Comprendre l’origine de l’agressivité
Pour apprendre à gérer les personnes âgées méchantes, il est d’abord nécessaire de les comprendre, et de réaliser d’où vient ce changement parfois brutal de caractère. C’est qu’avec la perte d’autonomie et de mobilité qui accompagne le grand âge, c’est un véritable échec personnel que l’on vit. Si la vieillesse est déjà accompagnée d’une certaine détérioration, on atteint pour la première fois un stade où l’on se retrouve dépendant à l’égard de son entourage, et ce pour accomplir même les tâches les plus basiques et intimes. C’est donc souvent la frustration face à ce sentiment d’impuissance face à la fatalité qui génère cette agressivité.

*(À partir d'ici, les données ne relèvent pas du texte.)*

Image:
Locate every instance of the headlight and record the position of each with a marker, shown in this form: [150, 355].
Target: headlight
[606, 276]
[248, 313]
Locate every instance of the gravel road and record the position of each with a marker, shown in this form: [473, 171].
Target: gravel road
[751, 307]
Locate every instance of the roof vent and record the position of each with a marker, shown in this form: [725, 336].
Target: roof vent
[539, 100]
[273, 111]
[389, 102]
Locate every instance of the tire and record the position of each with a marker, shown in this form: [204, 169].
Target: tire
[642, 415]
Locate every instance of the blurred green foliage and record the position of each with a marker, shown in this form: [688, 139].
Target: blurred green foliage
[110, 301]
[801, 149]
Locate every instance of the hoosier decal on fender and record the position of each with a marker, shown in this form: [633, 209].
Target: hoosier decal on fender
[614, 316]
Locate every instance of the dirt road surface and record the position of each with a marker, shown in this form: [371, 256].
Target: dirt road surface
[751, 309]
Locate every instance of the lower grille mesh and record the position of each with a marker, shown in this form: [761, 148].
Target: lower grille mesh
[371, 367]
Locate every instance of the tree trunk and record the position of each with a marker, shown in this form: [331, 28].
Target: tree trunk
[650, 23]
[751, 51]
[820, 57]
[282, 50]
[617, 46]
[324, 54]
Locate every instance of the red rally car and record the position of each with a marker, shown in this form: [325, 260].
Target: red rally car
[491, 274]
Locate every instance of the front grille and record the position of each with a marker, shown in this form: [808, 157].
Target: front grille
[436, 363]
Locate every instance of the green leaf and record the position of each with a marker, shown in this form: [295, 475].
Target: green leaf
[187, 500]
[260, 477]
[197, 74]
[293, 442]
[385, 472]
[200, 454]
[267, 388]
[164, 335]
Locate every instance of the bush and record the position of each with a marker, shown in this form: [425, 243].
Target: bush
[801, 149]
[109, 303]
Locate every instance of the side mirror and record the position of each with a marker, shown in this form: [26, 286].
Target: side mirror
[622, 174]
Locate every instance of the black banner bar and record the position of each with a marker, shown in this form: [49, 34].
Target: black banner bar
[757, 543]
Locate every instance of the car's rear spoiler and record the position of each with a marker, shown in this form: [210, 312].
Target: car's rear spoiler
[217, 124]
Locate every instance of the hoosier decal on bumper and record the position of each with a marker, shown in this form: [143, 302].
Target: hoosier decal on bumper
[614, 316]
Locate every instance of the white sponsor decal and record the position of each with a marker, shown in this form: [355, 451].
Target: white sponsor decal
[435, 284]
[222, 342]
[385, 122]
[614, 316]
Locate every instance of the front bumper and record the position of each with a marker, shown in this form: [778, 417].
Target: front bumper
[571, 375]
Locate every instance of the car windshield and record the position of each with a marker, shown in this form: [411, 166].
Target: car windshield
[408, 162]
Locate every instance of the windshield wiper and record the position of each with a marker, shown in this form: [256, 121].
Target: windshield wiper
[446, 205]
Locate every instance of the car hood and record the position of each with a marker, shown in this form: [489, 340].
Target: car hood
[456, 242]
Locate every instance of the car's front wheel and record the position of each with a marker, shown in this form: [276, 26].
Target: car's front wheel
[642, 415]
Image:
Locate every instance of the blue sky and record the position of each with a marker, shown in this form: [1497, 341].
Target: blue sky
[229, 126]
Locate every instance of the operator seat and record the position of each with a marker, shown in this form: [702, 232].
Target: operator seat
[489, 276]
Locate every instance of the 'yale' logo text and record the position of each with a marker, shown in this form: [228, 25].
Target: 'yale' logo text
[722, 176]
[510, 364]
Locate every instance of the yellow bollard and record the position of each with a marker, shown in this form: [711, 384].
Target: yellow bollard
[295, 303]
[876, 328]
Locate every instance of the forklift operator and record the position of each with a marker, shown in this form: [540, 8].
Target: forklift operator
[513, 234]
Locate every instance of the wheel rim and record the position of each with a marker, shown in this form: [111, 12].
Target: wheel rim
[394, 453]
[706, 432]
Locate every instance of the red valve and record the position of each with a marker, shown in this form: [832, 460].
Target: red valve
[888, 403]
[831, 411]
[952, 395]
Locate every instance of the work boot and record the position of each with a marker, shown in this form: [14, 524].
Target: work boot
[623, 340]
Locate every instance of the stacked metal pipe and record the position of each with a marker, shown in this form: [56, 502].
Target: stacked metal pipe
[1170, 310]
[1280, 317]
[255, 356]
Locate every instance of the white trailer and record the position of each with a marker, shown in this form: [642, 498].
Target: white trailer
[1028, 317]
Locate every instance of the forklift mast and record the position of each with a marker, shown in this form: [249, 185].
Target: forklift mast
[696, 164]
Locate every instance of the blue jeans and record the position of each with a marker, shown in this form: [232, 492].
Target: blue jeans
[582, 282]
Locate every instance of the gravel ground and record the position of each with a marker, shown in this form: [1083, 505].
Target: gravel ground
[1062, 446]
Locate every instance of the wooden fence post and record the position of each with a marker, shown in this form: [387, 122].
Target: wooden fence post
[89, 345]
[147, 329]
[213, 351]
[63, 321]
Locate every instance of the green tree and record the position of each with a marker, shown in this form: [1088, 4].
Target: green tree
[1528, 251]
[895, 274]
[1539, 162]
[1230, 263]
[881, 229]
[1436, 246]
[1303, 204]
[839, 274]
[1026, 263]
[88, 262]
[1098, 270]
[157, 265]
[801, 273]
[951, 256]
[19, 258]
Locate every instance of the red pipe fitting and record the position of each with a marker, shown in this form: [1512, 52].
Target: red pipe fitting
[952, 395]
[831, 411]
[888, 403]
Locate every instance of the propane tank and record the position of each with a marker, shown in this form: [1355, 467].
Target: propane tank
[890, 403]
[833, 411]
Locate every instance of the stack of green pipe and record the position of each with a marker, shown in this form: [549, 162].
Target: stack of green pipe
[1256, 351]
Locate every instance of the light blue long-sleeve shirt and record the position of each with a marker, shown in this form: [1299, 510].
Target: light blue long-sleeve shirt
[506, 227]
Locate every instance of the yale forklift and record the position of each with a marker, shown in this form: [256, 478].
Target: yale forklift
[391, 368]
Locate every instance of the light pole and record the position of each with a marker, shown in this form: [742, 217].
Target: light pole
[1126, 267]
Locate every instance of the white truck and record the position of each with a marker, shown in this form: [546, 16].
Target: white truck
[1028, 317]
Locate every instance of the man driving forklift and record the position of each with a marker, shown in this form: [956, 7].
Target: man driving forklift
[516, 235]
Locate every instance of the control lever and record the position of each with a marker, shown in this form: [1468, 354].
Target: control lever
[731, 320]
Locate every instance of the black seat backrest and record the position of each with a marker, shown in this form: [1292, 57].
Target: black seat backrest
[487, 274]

Cela n’a d’ailleurs rien de propre au grand âge : pensez à ces automobilistes qui se mettent à taper du poing et klaxonner lorsqu’ils se retrouvent coincés dans des embouteillages, ou à la manière dont le sentiment d’être victime d’une injustice (qu’il soit d’ailleurs justifié ou non) peut plonger une personne dans une rage folle.
La douleur psychologique
De la même manière, la douleur psychologique qui accompagne cette perte d’autonomie, tout comme des afflictions d’ordre physique, peuvent tendre la personne âgée. Là encore, ce n’est pas propre au grand âge : une migraine dont on ne sait comment se débarrasser peut elle aussi faire basculer dans la rage, ou du moins avoir le don de rendre la moindre contrariété particulièrement irritante. Or, ces petits maux deviennent permanents passé un certain âge — tout comme l’irritation qui peut donc les accompagner. Par ailleurs, le changement de personnalité peut très bien être d’ordre pathologique, entre des lésions cérébrales responsables de dysfonctionnement cognitifs affectant la personnalité, ou la maladie d’Alzheimer et la sénilité en général.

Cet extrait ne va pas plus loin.